Ausencia- De cuentos y otros relatos

 AUSENCIA 

¿Cómo no recordarlo, si cada que la tarde se tendía a nuestros pies nos abrazábamos con tanta fuerza que el tranquilo silencio que vestía el pueblo, parecía resquebrajarse? ¿Cómo podría alguien sensato arrancar de su memoria a ese amigo irremplazable que se ha ido para siempre?

Nos conocimos de improvisto una mañana de enero cuando mis manos aún no estaban tan cansadas de cargar con el tiempo. Él, sereno y robusto, yo, delgada y nerviosa. Su apariencia singular no pasó desapercibida para ninguno de los niños que paseaban conmigo, algunos intentaron acercarse, invitarlo a jugar e importunarlo, mientras los demás manteníamos una prudente distancia. Así sucedió por varios días, hasta que lentamente  todos nos fuimos acercando; a juzgar por su estatura, era mucho mayor que nosotros, aunque su espíritu fresco y jovial, lo hicieran parecer bastante joven.

Con el transcurso del tiempo le fuimos tomando confianza, él nos alzaba y nos balanceaba en el aire, y a cambio nosotros desenredábamos su larga melena y la limpiábamos de las astillas que le colgaba el viento; era muy fuerte y vanidoso.

Cuando todos mis amigos se fueron del pueblo y finalmente no tuvimos más que al otro por compañía, comprendimos que de nosotros dos dependería teñir de mágicos recuerdos cada tarde. Desde entonces fuimos inmensamente felices gastando las horas en conversar largamente, acicalarnos, contemplar el cielo sobre nosotros y escondernos de las personas por allí pasaban. Me escuchaba en silencio hasta quedarnos dormidos, me mecía en sus brazos hasta borrarme las penas que afligían mis años.

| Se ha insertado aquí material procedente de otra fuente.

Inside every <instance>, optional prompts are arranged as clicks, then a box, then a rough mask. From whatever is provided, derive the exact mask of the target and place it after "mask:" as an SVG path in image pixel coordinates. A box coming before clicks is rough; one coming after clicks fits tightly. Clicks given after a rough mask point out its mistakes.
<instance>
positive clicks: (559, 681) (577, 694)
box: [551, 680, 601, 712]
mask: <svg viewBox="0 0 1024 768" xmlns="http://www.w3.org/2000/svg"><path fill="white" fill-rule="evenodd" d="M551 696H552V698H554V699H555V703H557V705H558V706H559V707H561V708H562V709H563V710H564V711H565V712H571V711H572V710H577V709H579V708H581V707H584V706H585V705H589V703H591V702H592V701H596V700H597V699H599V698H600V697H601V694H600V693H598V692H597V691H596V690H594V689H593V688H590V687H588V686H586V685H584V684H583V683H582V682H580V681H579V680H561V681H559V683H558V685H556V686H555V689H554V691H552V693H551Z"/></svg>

Siempre juntos y risueños, ambos crecíamos y atrás dejábamos los viejos tiempos; ahora meditábamos sobre temas profundos y contemplábamos con preocupación las estrellas. Mi infancia marchita dio paso una precoz adultez en búsqueda de independencia, fue entonces cuando decidí marcharme. El viaje hacia mi nuevo hogar duró un día entero, y en lo único que podía pensar durante esas incómodas horas eternas, era en él. ¿Qué estaría haciendo? ¿Tendría frío? ¿Los animales estarían molestándolo?. La angustia terrible de dejarnos solos me acompañó por muchos años, y aprovechaba cada llamada para preguntar por él, sin revelar ni un poco nuestro hermoso vínculo.

La terrible noticia no se hizo esperar, cruzó velozmente los kilómetros que nos separaban y se quebró en mi pecho para siempre. Volví al pueblo tan pronto como pude para estrellarme de frente con lo insoportable: estaba muerto, mi adorado amigo estaba muerto. No hubo ceremonias ni procesiones, su cuerpo ya no estaba allí; nadie más que yo sufría su ausencia.

No me dejaron verlo nunca más, ni arrestaron nunca a los responsables del espantoso crimen. Muchos volvieron a sus casas tranquilamente sin comprender el dolor que me agobiaba al perder para siempre a la criatura más hermosa que acarició mi vida, mientras otros se burlaban cruelmente de mí al verme llorando tan amargamente por la insípida muerte de un viejo árbol.